Not only do taxes matter, but spending matters also.
I visited with a nice gentleman in my district for almost an hour on Monday night.
He had been waiting for a while for someone on the local level of government to come by and talk to him about the taxes.
His concerns were for himself, his wife and many of his friends and neighbors.
This gentleman is partially retired and is living off of social security, his pension and a part time job.
The taxes are just too high in Kenosha and he stated that he can no longer afford to have the taxes raised $100, 200 or 300 a year- which is what has been happening.
Kenosha’s property tax bill went up on average by $138 this past year, per the Kenosha News.
The average Kenosha resident, including senior citizens, pays about $3431.62 per year in property taxes.

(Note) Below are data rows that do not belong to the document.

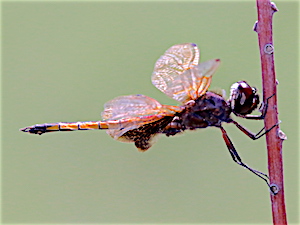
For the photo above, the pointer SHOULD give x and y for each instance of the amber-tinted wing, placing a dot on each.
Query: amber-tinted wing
(178, 75)
(132, 112)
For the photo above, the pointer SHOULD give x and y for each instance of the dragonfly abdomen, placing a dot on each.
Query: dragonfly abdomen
(65, 126)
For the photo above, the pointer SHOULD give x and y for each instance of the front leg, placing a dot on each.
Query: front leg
(174, 127)
(263, 107)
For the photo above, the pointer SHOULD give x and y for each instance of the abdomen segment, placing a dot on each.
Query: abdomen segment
(65, 126)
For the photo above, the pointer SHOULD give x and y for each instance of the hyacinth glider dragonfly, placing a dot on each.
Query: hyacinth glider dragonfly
(177, 73)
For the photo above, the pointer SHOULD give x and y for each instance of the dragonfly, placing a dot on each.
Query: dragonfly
(178, 74)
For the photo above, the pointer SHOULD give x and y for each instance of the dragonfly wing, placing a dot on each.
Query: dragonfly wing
(131, 112)
(178, 75)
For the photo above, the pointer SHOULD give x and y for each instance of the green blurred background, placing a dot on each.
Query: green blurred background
(63, 60)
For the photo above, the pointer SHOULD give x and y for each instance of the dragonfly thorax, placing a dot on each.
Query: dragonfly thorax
(208, 110)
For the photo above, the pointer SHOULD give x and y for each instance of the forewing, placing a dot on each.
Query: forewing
(178, 74)
(130, 112)
(172, 64)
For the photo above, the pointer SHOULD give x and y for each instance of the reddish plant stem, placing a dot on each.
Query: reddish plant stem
(274, 141)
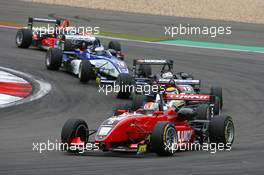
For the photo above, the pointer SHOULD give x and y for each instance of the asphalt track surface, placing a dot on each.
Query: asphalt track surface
(240, 74)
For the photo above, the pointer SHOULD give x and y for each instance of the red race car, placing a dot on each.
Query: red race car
(42, 37)
(152, 129)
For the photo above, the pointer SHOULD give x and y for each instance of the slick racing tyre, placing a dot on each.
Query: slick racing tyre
(145, 70)
(217, 91)
(164, 139)
(24, 38)
(74, 128)
(217, 106)
(222, 130)
(138, 100)
(85, 71)
(124, 81)
(203, 112)
(53, 59)
(115, 45)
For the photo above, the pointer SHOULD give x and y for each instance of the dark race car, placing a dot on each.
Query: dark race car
(153, 128)
(85, 57)
(42, 37)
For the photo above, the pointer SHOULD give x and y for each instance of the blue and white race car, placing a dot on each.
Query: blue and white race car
(85, 57)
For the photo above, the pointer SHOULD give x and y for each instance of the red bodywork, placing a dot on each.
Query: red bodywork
(132, 129)
(47, 42)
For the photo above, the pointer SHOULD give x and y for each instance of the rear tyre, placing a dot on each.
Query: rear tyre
(23, 38)
(222, 130)
(138, 100)
(124, 81)
(217, 91)
(164, 138)
(85, 71)
(115, 45)
(145, 70)
(217, 106)
(203, 112)
(53, 59)
(74, 128)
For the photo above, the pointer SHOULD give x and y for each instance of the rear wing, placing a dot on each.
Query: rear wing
(152, 62)
(42, 20)
(188, 97)
(179, 81)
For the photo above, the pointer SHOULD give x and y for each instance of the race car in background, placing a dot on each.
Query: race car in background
(84, 56)
(41, 37)
(142, 75)
(152, 128)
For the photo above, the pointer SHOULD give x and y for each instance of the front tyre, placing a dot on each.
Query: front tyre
(53, 59)
(164, 139)
(23, 38)
(74, 128)
(124, 81)
(85, 71)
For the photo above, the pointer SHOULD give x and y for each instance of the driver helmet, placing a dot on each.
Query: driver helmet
(83, 46)
(99, 50)
(172, 90)
(167, 75)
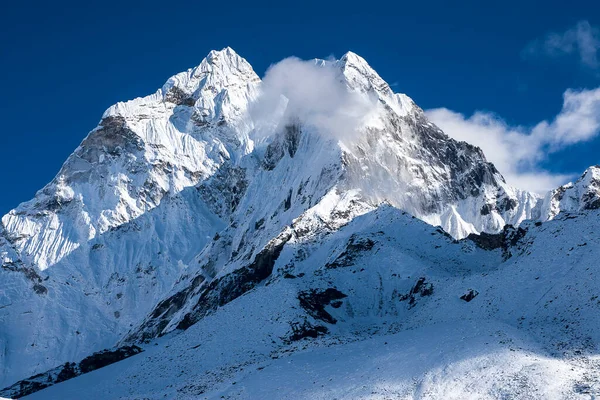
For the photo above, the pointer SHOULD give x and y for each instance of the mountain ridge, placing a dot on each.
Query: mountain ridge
(173, 186)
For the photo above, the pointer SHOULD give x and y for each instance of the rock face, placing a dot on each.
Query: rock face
(584, 194)
(174, 207)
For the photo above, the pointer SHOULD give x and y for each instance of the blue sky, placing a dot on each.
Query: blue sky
(62, 64)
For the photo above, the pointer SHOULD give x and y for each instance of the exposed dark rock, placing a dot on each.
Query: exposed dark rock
(178, 97)
(306, 330)
(292, 138)
(107, 357)
(421, 288)
(68, 371)
(486, 209)
(163, 312)
(224, 190)
(288, 201)
(40, 289)
(504, 240)
(231, 286)
(470, 295)
(356, 245)
(315, 301)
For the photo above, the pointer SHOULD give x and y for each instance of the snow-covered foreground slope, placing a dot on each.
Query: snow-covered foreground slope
(184, 201)
(389, 307)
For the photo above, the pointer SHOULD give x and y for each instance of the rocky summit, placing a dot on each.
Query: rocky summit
(311, 235)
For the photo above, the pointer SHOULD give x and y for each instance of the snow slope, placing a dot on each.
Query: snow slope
(173, 193)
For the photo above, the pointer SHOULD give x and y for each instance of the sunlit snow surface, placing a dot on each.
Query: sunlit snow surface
(531, 332)
(187, 183)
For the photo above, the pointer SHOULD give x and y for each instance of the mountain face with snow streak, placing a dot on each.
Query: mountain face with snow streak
(175, 199)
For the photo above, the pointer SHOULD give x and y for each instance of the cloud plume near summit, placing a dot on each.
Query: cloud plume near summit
(312, 92)
(518, 151)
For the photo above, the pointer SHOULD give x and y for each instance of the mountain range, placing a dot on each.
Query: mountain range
(308, 235)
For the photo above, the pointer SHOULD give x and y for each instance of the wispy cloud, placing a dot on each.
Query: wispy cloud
(518, 151)
(582, 40)
(312, 92)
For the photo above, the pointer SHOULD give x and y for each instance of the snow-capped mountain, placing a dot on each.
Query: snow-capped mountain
(183, 202)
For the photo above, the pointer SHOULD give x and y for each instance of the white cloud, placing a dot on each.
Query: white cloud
(518, 151)
(583, 39)
(313, 93)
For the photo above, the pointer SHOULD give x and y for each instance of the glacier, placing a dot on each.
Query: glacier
(182, 205)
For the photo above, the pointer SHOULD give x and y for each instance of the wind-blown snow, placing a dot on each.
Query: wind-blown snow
(173, 193)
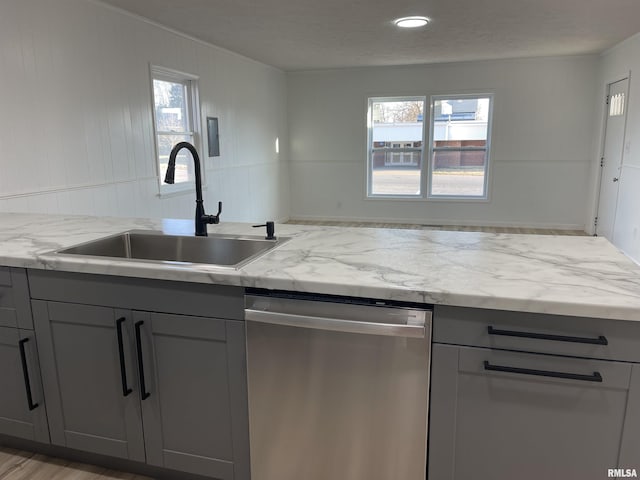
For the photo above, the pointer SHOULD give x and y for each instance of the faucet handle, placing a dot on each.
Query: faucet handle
(215, 219)
(271, 230)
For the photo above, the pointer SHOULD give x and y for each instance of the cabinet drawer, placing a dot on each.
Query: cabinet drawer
(540, 333)
(502, 415)
(15, 309)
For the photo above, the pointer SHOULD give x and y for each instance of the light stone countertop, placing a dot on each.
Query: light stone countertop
(565, 275)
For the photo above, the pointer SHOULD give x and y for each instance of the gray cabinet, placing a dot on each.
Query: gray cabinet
(88, 408)
(499, 414)
(194, 407)
(22, 409)
(160, 388)
(15, 310)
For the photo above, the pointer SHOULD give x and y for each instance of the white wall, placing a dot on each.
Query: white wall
(542, 144)
(76, 130)
(617, 63)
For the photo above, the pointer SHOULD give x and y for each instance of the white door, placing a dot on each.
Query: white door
(612, 157)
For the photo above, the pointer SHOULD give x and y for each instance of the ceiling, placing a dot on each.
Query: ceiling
(318, 34)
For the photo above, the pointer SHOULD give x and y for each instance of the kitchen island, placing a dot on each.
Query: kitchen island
(535, 353)
(577, 276)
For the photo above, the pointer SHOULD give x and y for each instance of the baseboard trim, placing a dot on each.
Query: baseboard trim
(111, 463)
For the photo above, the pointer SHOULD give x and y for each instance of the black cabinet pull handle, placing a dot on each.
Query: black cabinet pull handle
(123, 371)
(596, 377)
(25, 371)
(601, 340)
(143, 386)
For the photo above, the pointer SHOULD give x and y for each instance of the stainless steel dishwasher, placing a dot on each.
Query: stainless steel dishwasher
(338, 388)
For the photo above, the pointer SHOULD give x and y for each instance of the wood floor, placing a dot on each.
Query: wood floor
(20, 465)
(455, 228)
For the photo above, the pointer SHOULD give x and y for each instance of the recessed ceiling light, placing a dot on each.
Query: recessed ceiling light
(411, 22)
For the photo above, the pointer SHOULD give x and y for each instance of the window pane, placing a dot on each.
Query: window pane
(397, 179)
(459, 156)
(396, 133)
(458, 173)
(171, 106)
(184, 160)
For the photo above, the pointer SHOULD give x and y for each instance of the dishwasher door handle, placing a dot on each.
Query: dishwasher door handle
(336, 325)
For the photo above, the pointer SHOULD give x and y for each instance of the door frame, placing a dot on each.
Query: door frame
(592, 226)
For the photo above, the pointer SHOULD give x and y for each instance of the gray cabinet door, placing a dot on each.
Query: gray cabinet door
(195, 415)
(490, 424)
(15, 310)
(21, 416)
(88, 406)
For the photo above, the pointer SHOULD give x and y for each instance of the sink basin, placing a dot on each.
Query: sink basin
(217, 249)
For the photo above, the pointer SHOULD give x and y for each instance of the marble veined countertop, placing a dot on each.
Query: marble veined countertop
(565, 275)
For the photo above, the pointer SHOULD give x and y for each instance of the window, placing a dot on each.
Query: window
(396, 133)
(459, 146)
(175, 113)
(458, 150)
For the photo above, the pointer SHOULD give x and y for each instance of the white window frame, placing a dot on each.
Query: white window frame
(371, 150)
(432, 149)
(193, 120)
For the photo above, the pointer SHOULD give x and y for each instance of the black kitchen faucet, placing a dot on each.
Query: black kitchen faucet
(201, 218)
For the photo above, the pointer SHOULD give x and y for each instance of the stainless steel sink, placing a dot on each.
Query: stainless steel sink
(217, 249)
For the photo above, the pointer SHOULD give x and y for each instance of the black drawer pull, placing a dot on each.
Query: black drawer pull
(596, 377)
(25, 371)
(143, 386)
(601, 340)
(123, 371)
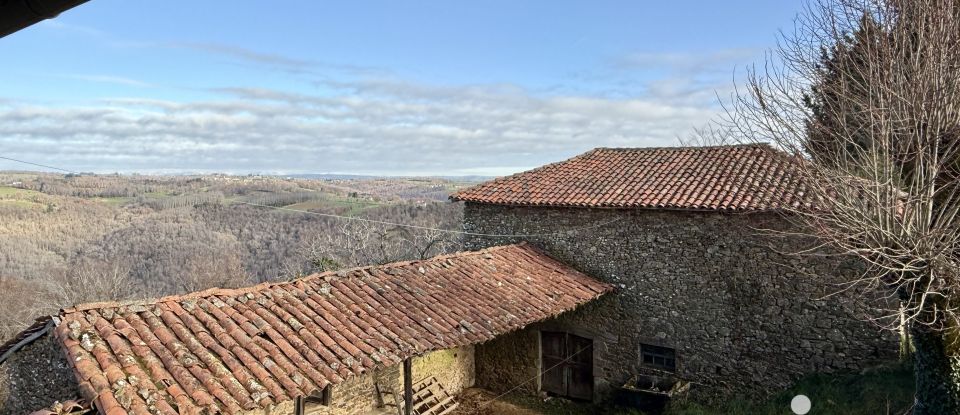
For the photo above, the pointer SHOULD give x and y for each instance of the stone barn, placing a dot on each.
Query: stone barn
(707, 294)
(327, 344)
(618, 270)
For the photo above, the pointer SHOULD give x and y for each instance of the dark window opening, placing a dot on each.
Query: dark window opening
(659, 357)
(307, 404)
(321, 397)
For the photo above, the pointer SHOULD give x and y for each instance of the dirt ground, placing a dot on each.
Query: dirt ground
(476, 401)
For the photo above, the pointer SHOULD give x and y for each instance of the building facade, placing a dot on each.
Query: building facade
(717, 297)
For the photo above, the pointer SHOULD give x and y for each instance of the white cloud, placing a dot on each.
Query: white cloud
(378, 128)
(109, 79)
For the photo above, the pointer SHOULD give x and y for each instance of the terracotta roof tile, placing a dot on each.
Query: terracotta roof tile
(741, 178)
(231, 351)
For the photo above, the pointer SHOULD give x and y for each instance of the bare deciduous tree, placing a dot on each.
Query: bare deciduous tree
(885, 187)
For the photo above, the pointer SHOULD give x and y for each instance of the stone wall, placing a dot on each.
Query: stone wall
(743, 318)
(35, 377)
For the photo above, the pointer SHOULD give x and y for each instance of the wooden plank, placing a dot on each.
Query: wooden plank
(408, 387)
(450, 408)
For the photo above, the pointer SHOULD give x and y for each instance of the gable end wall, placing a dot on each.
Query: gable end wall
(707, 284)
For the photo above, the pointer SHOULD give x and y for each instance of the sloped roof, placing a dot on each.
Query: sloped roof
(751, 177)
(229, 351)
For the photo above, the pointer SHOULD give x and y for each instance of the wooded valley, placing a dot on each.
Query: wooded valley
(69, 239)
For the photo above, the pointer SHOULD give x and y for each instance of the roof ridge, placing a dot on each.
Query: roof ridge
(343, 273)
(675, 177)
(763, 144)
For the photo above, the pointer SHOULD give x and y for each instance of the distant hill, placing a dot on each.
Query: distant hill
(333, 176)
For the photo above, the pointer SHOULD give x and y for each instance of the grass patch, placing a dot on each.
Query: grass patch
(13, 191)
(886, 390)
(878, 391)
(353, 206)
(26, 204)
(114, 201)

Now to some (including our current city council members), what is the big deal, right?
Well, to many of these senior citizens cannot afford a single increase in property tax costs when they are living off a relatively fixed income.
The average person in the city of Kenosha is paying $286 A MONTH in property taxes alone.
Even if you can ignore the cost of food, gas, electricity, water and fees going up, we cannot continue to pass one property tax increase after another year after year.
When I was at the NAACP event, several of the incumbents made the standard excuses of blaming the property tax increase on the school tax levy.
The incumbents are correct in stating that the school tax levy is going up year after year, but they are not telling the entire truth that they themselves continue to add to the property tax increases also.
From the following chart in the Kenosha News, the city council and the mayor are still playing a major roll in property tax increases.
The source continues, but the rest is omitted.